Ваш друг Фарук, ныне Фарук-ходжа, святой ишан кабадианский»

Маленькая приписка после подписи вызвала в Энвере невольную тревогу и раздумье:

«Поспешите, друг, какой-то злой недуг грызет мои внутренности, а я хочу из рук в руки передать все».

Письмо сопровождалось официальным, со штампом термезского военного комиссара, отношением:

«ЕГО ПРЕВОСХОДИТЕЛЬСТВУ,

ВИЦЕ-ГЕНЕРАЛИССИМУСУ

ТУРЕЦКОЙ СЛУЖБЫ, ГОСПОДИНУ

ЗЯТЮ ХАЛИФА ЭНВЕРУ-ПАШЕ!

Ваше высокопревосходительство!

Проживающий в городе Кабадиане небезызвестный своей святой жизнью сеид Фарук-ходжа, потомок пророка, именуемый здешними жителями главным ишаном, настоятельно попросил переслать совершенно секретно его письмо на ваше имя, что мною и выполняется. Сообщаем, что означенный сеид тяжело болен и письмо он продиктовал мирзе.

С совершенным уважением военный комиссар, подполковник турецкой службы,

Сулейман-эфенди»

– Тупой болван, – пробормотал Энвер, – послать такое письмо в таком виде. Посмотрите конверт, нет ли следов перлюстрации. Впрочем…

Он еще и еще раз прочитал письмо и нахмурился.

– Мохтадир?.. – проговорил неуверенно адъютант. – Не тот ли самый перс… персидский купец… Проявил назойливость в Баку во время этого съезда народов Востока… Он такой же купец, как я амбал…

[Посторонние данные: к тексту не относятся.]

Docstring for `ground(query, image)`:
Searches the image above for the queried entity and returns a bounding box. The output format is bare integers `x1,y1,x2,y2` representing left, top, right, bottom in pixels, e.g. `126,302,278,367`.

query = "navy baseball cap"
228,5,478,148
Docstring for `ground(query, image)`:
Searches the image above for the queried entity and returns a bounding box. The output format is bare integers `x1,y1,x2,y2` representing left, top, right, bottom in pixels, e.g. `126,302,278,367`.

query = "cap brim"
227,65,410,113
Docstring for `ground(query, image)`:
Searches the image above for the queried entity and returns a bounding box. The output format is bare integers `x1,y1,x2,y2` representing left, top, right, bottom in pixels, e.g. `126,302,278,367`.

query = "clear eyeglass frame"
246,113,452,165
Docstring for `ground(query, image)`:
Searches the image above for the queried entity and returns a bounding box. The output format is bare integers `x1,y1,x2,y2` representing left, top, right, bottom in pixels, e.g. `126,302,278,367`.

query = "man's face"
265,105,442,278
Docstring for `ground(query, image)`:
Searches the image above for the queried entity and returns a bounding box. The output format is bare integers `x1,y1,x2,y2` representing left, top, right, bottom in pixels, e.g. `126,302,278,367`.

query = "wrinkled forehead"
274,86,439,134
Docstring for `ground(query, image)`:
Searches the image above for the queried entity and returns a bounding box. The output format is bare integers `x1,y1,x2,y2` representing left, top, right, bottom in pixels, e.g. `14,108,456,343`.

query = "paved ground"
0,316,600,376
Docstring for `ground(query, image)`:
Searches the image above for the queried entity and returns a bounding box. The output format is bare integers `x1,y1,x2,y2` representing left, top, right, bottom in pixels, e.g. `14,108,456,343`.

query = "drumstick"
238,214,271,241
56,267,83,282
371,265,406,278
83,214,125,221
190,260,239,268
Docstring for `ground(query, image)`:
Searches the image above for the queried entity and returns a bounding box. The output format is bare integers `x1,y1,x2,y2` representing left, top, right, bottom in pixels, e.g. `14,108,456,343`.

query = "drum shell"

Энвер не ответил. Он вспомнил съезд. Неприятное это было воспоминание. Осенний, наполненный зноем и ветрами Баку. Шумящий, гудящий зал. Персы, арабы, африканцы, индусы, русские, китайцы, туркестанцы, курды… И все говорят, и все кричат… Весь Восток был там… Большевики решали судьбы Востока… Какой энтузиазм! Как все были единодушны в своей ненависти к британским угнетателям! Две тысячи делегатов! И только он – Энвер-паша, всю жизнь боровшийся против британцев, был чужим, никому не нужным на съезде. Для него не нашлось кусочка картона с надписью «мандат». Ему – самому Энвер-паше – прямо в лицо с трибуны съезда заявили: «Честные люди Востока вам не верят. Вы болтаете в своей декларации об империалистах, а вы сами злобный глава турецкого империализма, терзавший арабов, армян, иракцев, курдов, славян. Вы „освобождали“ народы от британского и русского империализма, чтобы продать их германскому империализму. Вы и ваши младотурки сдирали шкуру с турецких крестьян, чтобы выколоченными деньгами помогать немецким империалистам. Вы натравили на Советский Азербайджан полчища своего родною брата генерала Нури-паши. Турецкое двухмесячное владычество в Баку – самая мрачная страница в истории многострадального города, твердыни пролетариата на Кавказе! Вы затеяли вкупе с мусаватистами Коцевым, Черномоевым и другими царскими генералами кровавую авантюру в Дагестане. Ваши руки в крови трудящихся Востока! Нет вам веры!» Все тогда в Баку чурались его как чумного, от него отшатывались при встрече в коридорах, в вестибюлях. Его не желали слушать. И когда он сочинил декларацию, хитрую, тонкую, съезд вынес решение: «Съезд находит необходимой особую осторожность по отношению к тем… которые в прошлом вели на бойню турецких крестьян и рабочих в интересах одной империалистической группы…» Проклятие! Так опозорить перед всем миром! И кто? Не большевики, не русские, а те самые мусульмане Востока, великим вождем и пророком которых себя он мнил.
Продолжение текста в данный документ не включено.